New conserved tensors and Brans-Dicke type field equation, using integrability condition

TL;DR

This paper introduces new conserved tensors for scalar fields in Minkowski space, derives Brans-Dicke type field equations without the principle of equivalence, and extends to modified gravity theories using integrability conditions.

Contribution

It presents novel off-shell and on-shell conserved quantities for scalar fields and derives Brans-Dicke and modified gravity field equations from integrability conditions.

Findings

New conserved tensors related to scalar field kinematics.

Derivation of Brans-Dicke type equations without equivalence principle.

Field equations for modified gravity from curvature scalar.

Abstract

We explore some new off-shell and on-shell conserved quantities for a scalar field in Minkowski space, using integrability condition.
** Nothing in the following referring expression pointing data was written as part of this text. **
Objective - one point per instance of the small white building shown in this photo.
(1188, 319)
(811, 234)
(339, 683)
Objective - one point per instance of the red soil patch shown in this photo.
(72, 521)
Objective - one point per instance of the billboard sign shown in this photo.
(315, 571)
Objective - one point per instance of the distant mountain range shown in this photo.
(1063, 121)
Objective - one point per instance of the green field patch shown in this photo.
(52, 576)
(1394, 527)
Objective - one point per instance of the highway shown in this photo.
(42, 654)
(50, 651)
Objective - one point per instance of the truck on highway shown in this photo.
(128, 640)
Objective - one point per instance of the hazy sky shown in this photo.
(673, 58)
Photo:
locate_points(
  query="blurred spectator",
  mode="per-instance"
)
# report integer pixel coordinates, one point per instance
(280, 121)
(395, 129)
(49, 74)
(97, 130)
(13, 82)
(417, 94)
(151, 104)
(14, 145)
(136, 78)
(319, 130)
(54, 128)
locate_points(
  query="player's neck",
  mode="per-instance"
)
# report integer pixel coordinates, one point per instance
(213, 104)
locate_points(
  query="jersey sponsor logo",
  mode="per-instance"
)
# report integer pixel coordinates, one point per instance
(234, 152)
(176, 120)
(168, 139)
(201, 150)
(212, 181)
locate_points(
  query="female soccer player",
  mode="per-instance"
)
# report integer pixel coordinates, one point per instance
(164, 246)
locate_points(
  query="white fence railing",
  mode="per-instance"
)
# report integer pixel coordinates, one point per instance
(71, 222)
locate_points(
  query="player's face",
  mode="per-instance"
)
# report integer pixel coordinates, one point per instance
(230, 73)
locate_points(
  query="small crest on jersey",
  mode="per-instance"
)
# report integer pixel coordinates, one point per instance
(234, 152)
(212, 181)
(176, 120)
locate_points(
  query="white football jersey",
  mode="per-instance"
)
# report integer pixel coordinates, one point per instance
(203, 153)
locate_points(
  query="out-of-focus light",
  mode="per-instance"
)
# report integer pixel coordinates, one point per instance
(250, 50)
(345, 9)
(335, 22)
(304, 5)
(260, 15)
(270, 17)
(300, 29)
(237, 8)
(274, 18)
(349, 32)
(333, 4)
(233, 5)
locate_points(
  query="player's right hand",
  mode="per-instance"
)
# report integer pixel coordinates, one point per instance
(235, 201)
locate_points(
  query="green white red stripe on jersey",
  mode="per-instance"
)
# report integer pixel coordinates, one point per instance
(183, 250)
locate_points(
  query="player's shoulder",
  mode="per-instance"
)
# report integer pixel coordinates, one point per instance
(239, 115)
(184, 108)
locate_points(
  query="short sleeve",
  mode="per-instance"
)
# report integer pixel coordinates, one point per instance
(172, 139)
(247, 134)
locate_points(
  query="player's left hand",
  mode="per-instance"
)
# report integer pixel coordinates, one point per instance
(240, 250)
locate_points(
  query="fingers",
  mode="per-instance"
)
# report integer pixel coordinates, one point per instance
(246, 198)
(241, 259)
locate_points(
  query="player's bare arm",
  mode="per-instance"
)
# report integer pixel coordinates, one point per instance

The off-shell conserved tensors are related to the kinematics of the field, while a linear combination of the off-shell and the on-shell conserved tensors ends up with the energy-momentum tensor for the scalar field. In the curved background, using Ricci and Bianchi identities, Brans-Dicke type field equations emerge, without requiring the principle of equivalence. Further, starting from the curvature scalar and using these identities, the field equations for modified gravity (Einstein-Hilbert action in the presence of higher-order terms) follows.